I'm telling you that the decimal proof is invalid.

Luckily for him, nobody is going to believe you unless you can explain why it's invalid.

On the other hand, I can explain why it's valid:

Let dec(f) = sum( f(n) * 10^n, n=-infinity..infinity ), where f is a function mapping integers to the natural numbers { 0, ..., 9 }. In other words, dec is a function that maps a sequence of decimal digits to a real number by assuming that the sequence is the decimal expansion of that number. For example, suppose f(n) = 4 if n=1, 2 if n=0, and 0 otherwise: then f(n) can be written out as "...00042.000...", and dec(f) = 42. Obviously, as long as there exists some N such that for n > N, f(n) = 0, dec(f) must converge.

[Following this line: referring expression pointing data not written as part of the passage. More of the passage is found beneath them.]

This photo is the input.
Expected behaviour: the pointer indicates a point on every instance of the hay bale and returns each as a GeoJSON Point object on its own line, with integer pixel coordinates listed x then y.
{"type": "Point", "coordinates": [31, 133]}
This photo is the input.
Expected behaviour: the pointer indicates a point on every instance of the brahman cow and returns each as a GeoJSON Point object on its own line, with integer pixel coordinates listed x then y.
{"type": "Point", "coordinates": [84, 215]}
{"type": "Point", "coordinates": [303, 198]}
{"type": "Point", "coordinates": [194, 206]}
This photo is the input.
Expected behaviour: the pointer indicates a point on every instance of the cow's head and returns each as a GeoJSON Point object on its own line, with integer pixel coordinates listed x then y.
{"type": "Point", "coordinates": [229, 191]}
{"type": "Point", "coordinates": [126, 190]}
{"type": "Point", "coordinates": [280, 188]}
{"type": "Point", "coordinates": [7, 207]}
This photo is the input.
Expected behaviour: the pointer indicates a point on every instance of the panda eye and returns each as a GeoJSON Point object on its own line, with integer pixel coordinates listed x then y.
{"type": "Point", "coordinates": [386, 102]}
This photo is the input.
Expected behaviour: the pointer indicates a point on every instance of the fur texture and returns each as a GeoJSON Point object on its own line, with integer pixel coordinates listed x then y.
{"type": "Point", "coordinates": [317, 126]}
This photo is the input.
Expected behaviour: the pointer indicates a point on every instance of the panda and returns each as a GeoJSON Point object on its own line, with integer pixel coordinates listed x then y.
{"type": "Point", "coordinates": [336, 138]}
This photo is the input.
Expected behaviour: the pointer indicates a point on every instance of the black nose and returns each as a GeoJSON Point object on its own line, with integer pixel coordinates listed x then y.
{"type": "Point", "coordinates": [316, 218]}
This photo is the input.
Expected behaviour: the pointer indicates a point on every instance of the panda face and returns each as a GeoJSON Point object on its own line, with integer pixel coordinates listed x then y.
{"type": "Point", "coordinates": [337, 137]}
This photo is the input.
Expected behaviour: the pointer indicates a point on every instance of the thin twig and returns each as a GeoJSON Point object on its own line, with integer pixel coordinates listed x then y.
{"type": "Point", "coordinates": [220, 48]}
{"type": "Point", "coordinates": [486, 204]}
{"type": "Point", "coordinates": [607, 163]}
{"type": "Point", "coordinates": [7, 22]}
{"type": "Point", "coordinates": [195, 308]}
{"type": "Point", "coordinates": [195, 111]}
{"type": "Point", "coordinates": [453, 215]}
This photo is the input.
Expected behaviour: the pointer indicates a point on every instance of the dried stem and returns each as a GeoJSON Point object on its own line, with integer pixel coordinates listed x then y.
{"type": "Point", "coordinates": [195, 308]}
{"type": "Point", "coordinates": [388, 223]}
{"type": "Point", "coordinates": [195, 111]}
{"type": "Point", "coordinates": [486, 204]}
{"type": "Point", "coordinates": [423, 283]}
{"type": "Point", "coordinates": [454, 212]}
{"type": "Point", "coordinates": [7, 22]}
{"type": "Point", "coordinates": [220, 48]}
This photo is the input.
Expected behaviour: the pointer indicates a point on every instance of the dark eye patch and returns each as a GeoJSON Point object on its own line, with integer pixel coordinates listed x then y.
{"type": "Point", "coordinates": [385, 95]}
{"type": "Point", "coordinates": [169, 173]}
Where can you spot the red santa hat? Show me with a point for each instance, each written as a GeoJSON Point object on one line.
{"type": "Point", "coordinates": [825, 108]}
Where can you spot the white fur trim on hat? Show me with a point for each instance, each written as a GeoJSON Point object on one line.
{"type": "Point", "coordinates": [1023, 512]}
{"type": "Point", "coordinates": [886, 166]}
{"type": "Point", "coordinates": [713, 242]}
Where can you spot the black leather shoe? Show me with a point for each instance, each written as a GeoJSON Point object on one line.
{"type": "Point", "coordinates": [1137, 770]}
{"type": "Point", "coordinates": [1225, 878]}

Let s(n) = 9 if n < 0, and 0 otherwise. EnragedPenguin's proof goes as follows:

Let c = dec(s).

10c = 10 dec(s)

. . . = 10 * sum( s(n) * 10^n, n = infinity...infinity )

. . . = sum( 10 * s(n) * 10^n, n = -infinity...infinity )

. . . = sum( 10 * s(n) * 10^n, n = -infinity...-1 )

*(since for n >= 0, s(n)=0)*. . . = sum( s(n) * 10^(n+1), n = -infinity...-1 )

. . . = s(-1) * 10^(-1+1) + sum(s(n) * 10^(n+1), n = -infinity...-2 )

. . . = s(-1) * 10^(-1+1) + sum(s(n-1) * 10^n, n = -infinity...-1 )

. . . = s(-1) * 10^(-1+1) + sum(s(n) * 10^n, n = -infinity...-1 )

*(since for n <= -1, s(n-1) = s(n))*. . . = s(-1) * 10^(-1+1) + dec(s)

. . . = 9 + c

10c - c = (9 + c) - c = 9.

9c = 9 => c = 1.

Therefore dec(s) = 1, so we have proved that the number represented by the infinite decimal string s(n) is the number 1. If you found my proof somewhat clunky, you'll realize why we use representations like "0.999...". They don't actually discard any information, since they refer to something abstract.

So basically you just have to remember that when you write a number in "decimal form", you are really talking about an infinite series, but simply use a much more commodious notation.